"But I Don’t Sing for Them. Best Believe that, Junie." Read a Gripping Excerpt from Junie by Chelene Knight
In 1930s Vancouver, Junie and Maddie move into Hogan's Alley, a vibrant Black and immigrant community in the East End. Things look hopeful: jazz singer Maddie has talent and ambition and her young daughter Junie makes new friends quickly. But difficult times lie ahead – from Maddie's issues with alcohol to the prejudice, hatred, and inequity that will pull Junie's once-hopeful community apart in the years to come.
Junie (Bookhug Press) is celebrated multi-genre author Chelene Knight's newest book, and it showcases her talent for truth-telling, with authentic characters who leap from the page and neighbourhoods that feel like you're right there on the sidewalk with the locals.

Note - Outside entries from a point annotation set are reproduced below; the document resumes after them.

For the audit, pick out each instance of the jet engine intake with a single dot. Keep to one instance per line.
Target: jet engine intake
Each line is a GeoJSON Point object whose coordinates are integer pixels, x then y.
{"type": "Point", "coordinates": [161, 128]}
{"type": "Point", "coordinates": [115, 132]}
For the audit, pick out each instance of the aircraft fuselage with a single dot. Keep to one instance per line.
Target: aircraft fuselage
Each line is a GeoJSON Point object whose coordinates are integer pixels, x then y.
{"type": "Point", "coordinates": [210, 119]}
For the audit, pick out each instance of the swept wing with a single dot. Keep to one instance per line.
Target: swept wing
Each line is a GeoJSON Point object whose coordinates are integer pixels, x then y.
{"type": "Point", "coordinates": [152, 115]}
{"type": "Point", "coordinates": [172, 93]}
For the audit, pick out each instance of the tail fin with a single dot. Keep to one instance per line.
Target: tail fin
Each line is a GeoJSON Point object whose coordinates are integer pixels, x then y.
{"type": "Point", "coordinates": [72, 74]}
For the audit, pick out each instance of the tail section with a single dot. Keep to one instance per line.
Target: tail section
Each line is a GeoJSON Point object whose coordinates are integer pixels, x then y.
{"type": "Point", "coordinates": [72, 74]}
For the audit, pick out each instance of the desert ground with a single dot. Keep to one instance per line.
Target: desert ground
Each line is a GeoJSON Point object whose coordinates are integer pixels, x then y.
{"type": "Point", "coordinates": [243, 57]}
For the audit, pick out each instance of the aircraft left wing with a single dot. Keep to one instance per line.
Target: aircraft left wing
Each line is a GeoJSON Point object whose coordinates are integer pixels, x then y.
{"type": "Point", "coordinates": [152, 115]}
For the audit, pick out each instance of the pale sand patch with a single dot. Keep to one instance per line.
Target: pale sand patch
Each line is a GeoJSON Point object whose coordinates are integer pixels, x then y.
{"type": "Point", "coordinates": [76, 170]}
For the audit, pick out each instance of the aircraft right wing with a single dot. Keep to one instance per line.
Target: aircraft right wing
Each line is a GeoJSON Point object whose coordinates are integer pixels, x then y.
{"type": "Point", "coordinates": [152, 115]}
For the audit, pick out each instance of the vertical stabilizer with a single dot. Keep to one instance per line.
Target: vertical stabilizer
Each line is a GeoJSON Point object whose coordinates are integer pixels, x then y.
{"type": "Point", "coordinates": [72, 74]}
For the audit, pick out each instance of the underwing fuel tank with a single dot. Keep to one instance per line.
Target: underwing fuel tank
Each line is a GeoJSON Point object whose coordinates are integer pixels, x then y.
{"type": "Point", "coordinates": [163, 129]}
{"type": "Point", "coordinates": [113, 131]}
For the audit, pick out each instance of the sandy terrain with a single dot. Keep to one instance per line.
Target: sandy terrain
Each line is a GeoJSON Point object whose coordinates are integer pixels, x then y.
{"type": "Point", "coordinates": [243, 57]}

Following Junie into adulthood, the novel is gripping, wise, and thoughtful, celebrating the Black lives Knight creates on the page while unflinchingly charting the unjust barriers her characters struggle against. Junie shines throughout in both third and first person perspectives, from child to woman, an unforgettable character.
We're excited to share an excerpt from Junie today, courtesy of Book*hug Press. Here we follow Junie as she explores her new world, meets a friend who will become important in her life, and witnesses the subtle early warnings of her mother's growing addiction.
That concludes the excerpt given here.